The technique of gilding and painting on the reverse of glass is ancient but found favour in England at the end of the 17th century, newspaper advertisements of the early 1690s make reference to what might be verre églomisé though Adam Bowett notes that it does not occur on any firmly dated English mirrors before 1700 and indeed the term itself appears to date from the mid-18th century in connection with a French printseller and collector Jean Baptiste Glomy. A more likely reference was a 1704 bill of the cabinet-maker, japanner and looking-glass seller Philip Arbuthnot (d. 1727) of The Great Looking-Glass Shop, Strand, for a gift from Queen Anne to the Emperor of Morocco describing `two large sconces with double Branches finely gilded… Embellished with crimson and gold Mosaic Worke…’ (A. Bowett, English Furniture 1660 – 1714, Woodbridge, 2002, p. 300).
The Huguenot family of Jean Pelletier and his sons Thomas and René, is also closely associated with the medium. Jean was known as a carver and gilder and was first recorded in London in 1681/82, he was employed from 1689 – 1704 by Ralph, Earl and later 1st Duke of Montagu and through Montagu he obtained the commission to supply giltwood furniture to William III for Hampton Court Palace. There is mention in the Pelletier accounts relating to Montagu (at Boughton, Northants, where coincidentally Arbuthnot also worked) in 1701 of `two pairs of glass sconces with their Branches at 35 shillings a pair’ and more explicitly in 1706 when Thomas and René Pelletier charged £12 for a `glass frame… Engraved with gold upon a blue ground’ for a chimneypiece at Ditton (T. Murdoch, `Jean, René and Thomas Pelletier, a Huguenot Family of Carvers and Gilders in England 1682 – 1726’. Part II, The Burlington Magazine, vol. 140, no. 1143 [Jun. 1998], pp. 362 – 374). These sconces are now lost, but two mirrors in the Victoria and Albert Museum might reasonably be attributed to the Pelletier workshop. Both feature engraved borders of gold strapwork, scrolls, acanthus and husks on a blue background but with carved giltwood crestings. The first (inv. No W.22 – 1949) was at Halnaby, Yorkshire, the second ( inv. no. W.27 – 1954) was likely made for a Scottish patron. Murdoch notes that the `mosaic work' might have have been executed René Pelletier whose training as an engraver would have equipped him for the task. Another similar mirror in the collection of the Metropolitan Museum of Art, New York, (acc. no. 64.101.1001) possibly by Pelletier, has a red-ground border and shares with the four girandoles the same leaf-carved edge.

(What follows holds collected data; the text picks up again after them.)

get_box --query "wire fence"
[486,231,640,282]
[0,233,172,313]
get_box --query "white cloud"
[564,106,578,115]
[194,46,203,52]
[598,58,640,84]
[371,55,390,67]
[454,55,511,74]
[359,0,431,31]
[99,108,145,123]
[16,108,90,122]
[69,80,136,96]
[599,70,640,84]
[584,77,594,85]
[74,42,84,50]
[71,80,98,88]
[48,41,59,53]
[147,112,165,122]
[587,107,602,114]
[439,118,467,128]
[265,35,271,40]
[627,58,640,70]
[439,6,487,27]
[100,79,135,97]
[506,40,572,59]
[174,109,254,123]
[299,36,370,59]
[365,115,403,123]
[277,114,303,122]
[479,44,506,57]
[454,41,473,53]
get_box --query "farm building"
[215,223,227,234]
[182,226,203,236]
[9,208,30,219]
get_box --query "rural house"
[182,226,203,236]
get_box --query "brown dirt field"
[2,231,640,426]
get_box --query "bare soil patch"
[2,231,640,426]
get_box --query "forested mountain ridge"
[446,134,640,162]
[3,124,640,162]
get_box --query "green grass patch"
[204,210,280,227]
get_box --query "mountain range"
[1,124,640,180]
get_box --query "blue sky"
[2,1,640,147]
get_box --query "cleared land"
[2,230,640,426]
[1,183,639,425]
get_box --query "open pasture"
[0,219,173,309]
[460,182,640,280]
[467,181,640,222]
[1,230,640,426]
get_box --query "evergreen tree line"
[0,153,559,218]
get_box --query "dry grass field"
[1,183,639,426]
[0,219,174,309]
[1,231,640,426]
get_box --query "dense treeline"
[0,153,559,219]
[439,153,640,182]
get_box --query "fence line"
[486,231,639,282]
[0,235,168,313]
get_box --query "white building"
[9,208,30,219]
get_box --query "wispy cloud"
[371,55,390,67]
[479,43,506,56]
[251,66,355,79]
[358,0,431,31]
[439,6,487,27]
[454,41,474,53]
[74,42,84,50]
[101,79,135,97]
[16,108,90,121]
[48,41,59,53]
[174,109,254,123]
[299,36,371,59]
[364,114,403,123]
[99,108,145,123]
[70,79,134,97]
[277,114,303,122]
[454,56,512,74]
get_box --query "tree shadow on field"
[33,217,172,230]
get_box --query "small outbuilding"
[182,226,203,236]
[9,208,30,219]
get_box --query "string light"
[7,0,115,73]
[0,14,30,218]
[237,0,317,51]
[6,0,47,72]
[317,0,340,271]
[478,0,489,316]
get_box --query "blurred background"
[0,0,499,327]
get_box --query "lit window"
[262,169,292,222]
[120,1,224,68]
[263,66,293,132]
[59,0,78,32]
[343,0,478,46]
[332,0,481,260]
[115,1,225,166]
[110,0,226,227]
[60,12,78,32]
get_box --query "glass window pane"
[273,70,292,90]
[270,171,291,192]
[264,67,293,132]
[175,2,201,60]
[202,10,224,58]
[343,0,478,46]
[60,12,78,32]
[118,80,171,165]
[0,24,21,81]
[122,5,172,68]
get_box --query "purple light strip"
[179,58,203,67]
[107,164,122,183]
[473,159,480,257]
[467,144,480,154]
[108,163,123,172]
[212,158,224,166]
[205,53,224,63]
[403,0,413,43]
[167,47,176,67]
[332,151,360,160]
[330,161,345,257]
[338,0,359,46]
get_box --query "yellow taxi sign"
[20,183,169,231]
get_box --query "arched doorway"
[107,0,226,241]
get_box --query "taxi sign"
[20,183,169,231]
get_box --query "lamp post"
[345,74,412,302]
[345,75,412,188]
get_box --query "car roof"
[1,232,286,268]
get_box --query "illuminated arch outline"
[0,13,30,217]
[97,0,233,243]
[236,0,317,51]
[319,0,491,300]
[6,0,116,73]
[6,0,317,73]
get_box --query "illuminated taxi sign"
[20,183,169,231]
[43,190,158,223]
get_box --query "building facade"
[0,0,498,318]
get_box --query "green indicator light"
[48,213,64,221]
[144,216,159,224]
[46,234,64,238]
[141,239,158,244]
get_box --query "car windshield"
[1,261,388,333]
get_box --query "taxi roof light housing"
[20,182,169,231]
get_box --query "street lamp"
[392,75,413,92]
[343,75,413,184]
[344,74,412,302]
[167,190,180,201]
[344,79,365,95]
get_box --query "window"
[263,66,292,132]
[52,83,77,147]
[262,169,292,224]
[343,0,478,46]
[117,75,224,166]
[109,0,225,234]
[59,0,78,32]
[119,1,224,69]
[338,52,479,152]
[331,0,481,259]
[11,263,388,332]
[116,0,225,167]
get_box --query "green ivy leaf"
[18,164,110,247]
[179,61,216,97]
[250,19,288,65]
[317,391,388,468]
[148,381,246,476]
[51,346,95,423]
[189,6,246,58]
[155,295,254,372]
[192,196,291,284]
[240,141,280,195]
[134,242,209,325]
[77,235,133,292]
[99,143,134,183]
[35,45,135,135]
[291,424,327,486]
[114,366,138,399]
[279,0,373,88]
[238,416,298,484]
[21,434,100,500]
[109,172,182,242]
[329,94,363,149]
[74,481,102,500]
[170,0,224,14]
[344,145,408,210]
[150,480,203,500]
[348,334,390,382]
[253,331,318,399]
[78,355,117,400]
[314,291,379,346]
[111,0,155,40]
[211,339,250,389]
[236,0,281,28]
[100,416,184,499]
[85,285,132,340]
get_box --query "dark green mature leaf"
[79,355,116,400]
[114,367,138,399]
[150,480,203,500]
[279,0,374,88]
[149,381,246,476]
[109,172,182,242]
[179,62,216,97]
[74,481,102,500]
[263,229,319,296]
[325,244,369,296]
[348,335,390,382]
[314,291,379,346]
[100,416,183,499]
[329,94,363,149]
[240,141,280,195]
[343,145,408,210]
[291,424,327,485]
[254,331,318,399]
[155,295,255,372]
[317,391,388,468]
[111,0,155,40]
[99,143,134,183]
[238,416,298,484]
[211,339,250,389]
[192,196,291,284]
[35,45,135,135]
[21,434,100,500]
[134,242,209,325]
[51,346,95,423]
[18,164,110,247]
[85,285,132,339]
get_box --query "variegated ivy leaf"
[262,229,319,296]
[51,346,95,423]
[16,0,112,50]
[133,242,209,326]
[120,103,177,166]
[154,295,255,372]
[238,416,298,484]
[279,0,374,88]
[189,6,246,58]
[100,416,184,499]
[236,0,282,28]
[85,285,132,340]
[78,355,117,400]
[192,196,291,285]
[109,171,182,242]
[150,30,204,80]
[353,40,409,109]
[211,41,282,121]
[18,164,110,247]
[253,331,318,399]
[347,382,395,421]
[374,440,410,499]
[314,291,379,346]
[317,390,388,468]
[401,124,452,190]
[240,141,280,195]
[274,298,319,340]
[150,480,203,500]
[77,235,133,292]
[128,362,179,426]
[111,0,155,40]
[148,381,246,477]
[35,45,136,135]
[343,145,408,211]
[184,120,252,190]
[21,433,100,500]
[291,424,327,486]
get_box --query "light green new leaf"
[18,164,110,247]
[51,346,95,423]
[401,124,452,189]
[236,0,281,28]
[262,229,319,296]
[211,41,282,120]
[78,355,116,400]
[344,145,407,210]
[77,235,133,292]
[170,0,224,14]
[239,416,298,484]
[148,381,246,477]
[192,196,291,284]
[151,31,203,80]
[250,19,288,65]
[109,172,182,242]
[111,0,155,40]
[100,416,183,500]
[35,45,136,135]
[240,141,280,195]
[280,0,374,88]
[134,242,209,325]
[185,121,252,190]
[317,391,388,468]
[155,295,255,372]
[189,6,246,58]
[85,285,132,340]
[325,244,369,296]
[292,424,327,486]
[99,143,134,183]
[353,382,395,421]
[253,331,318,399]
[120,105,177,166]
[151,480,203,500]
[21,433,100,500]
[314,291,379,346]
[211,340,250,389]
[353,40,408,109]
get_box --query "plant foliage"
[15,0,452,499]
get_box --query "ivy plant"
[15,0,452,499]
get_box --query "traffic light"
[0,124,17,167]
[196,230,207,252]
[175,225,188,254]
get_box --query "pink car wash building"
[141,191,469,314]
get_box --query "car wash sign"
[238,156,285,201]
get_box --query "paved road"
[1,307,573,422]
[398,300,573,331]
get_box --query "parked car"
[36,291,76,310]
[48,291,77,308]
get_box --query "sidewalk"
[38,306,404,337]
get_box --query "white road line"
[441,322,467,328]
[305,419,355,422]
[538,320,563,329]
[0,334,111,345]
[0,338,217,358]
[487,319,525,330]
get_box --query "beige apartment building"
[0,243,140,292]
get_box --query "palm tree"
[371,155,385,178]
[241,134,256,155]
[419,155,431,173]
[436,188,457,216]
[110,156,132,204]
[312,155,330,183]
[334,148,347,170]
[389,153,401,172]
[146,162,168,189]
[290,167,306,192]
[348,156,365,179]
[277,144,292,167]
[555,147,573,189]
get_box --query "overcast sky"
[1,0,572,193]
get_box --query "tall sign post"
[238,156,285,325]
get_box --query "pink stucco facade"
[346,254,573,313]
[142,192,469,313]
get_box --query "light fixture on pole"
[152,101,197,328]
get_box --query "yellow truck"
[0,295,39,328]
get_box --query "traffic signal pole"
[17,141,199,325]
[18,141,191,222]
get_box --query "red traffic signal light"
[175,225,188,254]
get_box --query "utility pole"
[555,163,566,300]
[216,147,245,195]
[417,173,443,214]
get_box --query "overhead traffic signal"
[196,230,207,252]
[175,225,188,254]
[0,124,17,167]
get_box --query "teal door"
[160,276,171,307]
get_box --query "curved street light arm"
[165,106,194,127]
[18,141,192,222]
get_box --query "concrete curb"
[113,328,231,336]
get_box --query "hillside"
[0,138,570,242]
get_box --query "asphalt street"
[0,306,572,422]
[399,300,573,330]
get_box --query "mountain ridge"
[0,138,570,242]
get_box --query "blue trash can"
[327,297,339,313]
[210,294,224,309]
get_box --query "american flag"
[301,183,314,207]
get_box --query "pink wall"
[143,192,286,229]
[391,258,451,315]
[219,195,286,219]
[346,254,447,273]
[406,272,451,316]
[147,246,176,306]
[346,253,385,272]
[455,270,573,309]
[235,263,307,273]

The term girandole similarly originates from France where it was used to describe a carved wooden frame holding a mirror and with candle branches. Inevitably many must have succumbed to damage or fire , indeed Jonathan Swift wrote in his satirical Directions to Servants (1745) that `You may likewise stick the candle so loose that it will fall upon the glass of the sconce and break it into shatters’ so it is remarkable that a set of four should have survived.

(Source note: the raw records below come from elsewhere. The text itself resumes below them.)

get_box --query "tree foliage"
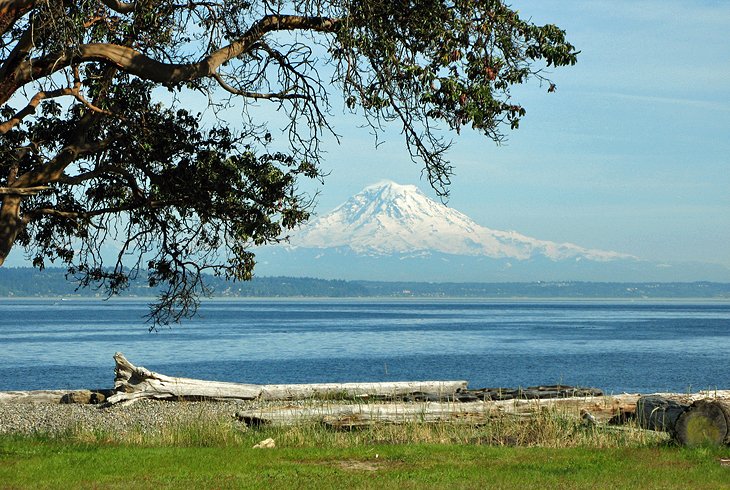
[0,0,577,324]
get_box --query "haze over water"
[1,298,728,394]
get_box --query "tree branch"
[0,0,34,37]
[13,138,114,187]
[8,14,340,104]
[0,65,113,134]
[0,19,37,95]
[58,163,146,202]
[211,72,305,100]
[0,185,49,195]
[0,86,75,134]
[23,199,180,224]
[56,164,128,185]
[0,195,21,266]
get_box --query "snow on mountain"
[288,180,635,262]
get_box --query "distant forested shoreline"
[1,267,729,299]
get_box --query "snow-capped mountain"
[289,180,634,262]
[254,181,729,281]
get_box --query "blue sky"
[300,1,730,268]
[4,1,726,271]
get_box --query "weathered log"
[0,390,72,404]
[107,352,469,405]
[234,394,620,428]
[637,395,690,433]
[233,392,730,429]
[236,401,493,428]
[675,399,730,446]
[0,389,112,404]
[235,401,513,428]
[108,352,266,405]
[259,381,469,401]
[460,386,604,401]
[60,390,112,404]
[637,395,730,446]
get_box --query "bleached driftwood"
[0,389,112,404]
[232,391,730,429]
[108,352,262,405]
[237,401,497,427]
[0,390,73,404]
[107,352,469,406]
[234,394,633,428]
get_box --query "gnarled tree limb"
[0,0,34,36]
[3,14,339,105]
[0,185,48,195]
[0,66,110,134]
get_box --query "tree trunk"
[108,352,469,405]
[0,195,21,266]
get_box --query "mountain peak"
[362,179,421,195]
[289,181,634,262]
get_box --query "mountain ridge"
[1,267,729,298]
[288,180,635,262]
[250,181,730,282]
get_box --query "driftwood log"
[637,395,689,433]
[234,396,626,428]
[0,390,84,404]
[638,395,730,446]
[0,388,114,404]
[108,352,468,405]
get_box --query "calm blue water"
[0,298,728,393]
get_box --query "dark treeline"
[1,267,729,299]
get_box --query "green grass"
[1,437,729,489]
[1,406,729,488]
[14,403,671,448]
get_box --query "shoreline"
[2,296,730,303]
[2,390,730,438]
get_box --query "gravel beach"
[0,399,257,436]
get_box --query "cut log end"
[675,400,730,447]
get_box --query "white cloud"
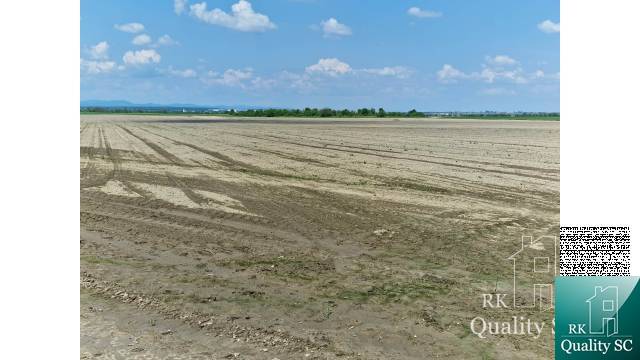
[407,7,442,18]
[132,34,152,46]
[114,22,145,33]
[485,55,518,66]
[480,87,516,96]
[122,49,161,65]
[168,67,197,78]
[81,58,116,74]
[478,68,497,83]
[306,58,352,76]
[477,67,527,84]
[175,0,188,15]
[538,20,560,33]
[438,55,537,85]
[527,69,559,82]
[437,64,467,82]
[362,66,412,79]
[203,68,254,86]
[250,76,277,90]
[201,69,282,90]
[83,42,117,74]
[279,71,314,91]
[189,1,276,32]
[89,41,109,59]
[477,55,527,83]
[320,18,352,37]
[156,34,178,46]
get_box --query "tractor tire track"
[117,125,211,206]
[229,132,558,181]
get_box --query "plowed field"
[80,115,559,359]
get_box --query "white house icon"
[586,286,619,337]
[508,235,557,310]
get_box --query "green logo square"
[555,276,639,359]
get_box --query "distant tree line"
[225,108,426,118]
[80,106,559,120]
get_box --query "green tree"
[319,108,333,117]
[407,109,424,117]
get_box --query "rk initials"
[568,324,587,334]
[482,293,510,308]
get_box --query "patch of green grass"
[470,271,504,282]
[225,256,334,281]
[81,255,137,267]
[457,324,472,339]
[336,279,449,304]
[374,251,452,271]
[480,345,496,360]
[405,258,452,271]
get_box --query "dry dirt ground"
[80,114,559,359]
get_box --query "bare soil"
[80,115,559,359]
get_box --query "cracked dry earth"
[80,115,559,359]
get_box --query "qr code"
[560,226,630,276]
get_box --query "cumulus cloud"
[477,67,527,84]
[89,41,109,59]
[83,41,118,74]
[526,69,559,82]
[320,18,352,37]
[480,87,516,96]
[189,1,276,32]
[132,34,152,46]
[122,49,161,65]
[81,59,116,74]
[306,58,352,76]
[278,71,315,91]
[250,76,277,90]
[175,0,188,15]
[407,7,442,18]
[361,66,412,79]
[187,60,414,94]
[156,34,178,46]
[437,54,539,85]
[533,70,545,79]
[168,67,197,78]
[201,68,283,90]
[203,68,254,87]
[485,55,518,67]
[477,55,527,83]
[114,22,145,33]
[437,64,467,83]
[538,20,560,33]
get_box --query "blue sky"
[80,0,559,111]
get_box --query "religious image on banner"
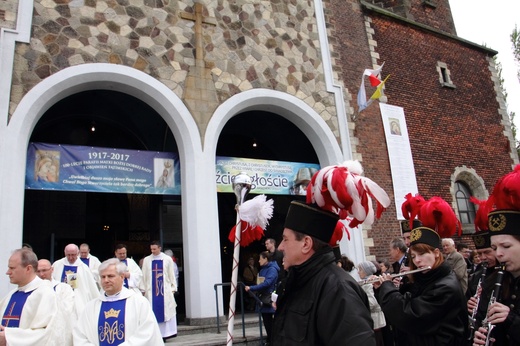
[34,150,61,183]
[389,118,402,136]
[154,159,174,189]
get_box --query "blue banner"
[25,143,180,195]
[216,156,320,195]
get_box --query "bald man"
[52,244,100,317]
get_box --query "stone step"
[165,313,267,346]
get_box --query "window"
[455,181,475,225]
[436,61,456,88]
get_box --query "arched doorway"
[23,89,186,316]
[216,111,319,311]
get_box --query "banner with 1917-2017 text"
[25,142,180,195]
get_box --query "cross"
[152,263,164,296]
[180,3,217,65]
[2,302,20,327]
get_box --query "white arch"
[204,89,365,264]
[205,88,344,165]
[0,64,222,322]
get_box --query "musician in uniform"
[374,197,468,345]
[473,166,520,345]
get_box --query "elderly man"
[442,238,468,294]
[272,201,375,345]
[52,243,100,316]
[0,249,58,345]
[73,258,163,345]
[114,244,143,295]
[139,241,177,341]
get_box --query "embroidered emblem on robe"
[61,265,78,289]
[151,259,165,322]
[98,299,126,345]
[1,290,34,327]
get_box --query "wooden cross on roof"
[180,3,217,66]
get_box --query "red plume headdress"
[305,160,390,244]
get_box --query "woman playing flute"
[373,196,468,346]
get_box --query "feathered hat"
[487,165,520,235]
[405,194,461,249]
[228,195,274,247]
[285,160,390,245]
[401,193,425,232]
[470,197,492,249]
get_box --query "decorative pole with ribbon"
[226,172,251,346]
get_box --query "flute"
[357,266,432,285]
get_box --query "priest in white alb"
[52,243,100,316]
[0,249,58,345]
[139,241,177,341]
[79,243,102,286]
[114,244,143,295]
[73,258,164,345]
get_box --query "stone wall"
[11,0,341,140]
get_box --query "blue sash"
[1,290,34,327]
[61,265,78,284]
[121,260,129,288]
[151,259,165,323]
[80,257,90,266]
[98,299,126,345]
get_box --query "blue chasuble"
[151,259,165,323]
[80,257,90,266]
[121,260,129,288]
[98,299,126,345]
[1,290,34,327]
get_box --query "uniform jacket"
[377,262,468,346]
[271,247,375,345]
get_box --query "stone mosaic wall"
[0,0,18,29]
[11,0,340,137]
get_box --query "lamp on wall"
[252,138,257,148]
[90,121,96,132]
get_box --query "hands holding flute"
[362,266,432,289]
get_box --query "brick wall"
[328,0,516,260]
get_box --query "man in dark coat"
[271,201,375,345]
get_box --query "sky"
[449,0,520,131]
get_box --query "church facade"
[0,0,516,324]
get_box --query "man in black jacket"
[271,201,375,345]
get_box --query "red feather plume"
[228,221,264,246]
[470,197,493,232]
[418,196,461,238]
[491,164,520,210]
[401,193,425,229]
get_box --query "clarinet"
[468,262,488,341]
[482,264,505,346]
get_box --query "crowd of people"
[0,241,179,345]
[4,164,520,345]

The only other known closely related example is a pair with red verre églomisé borders and giltwood crestings and aprons that was acquired by Major John Courtauld, MC, MP (d. 1942) in 1925 (sold Strides, Chichester, 7 July 2003, lot 418) and more recently with Ronald Phillips Ltd. Of similar size to the girandoles offered here, it was suggested that they must have been intended for a smaller, private room. Another related pair with arched tops but flat bases and formerly fitted with candle branches is known in a British private collection, and while the origin and history of this set of four is not known they were undoubtedly commissioned by a person of taste and significant wealth.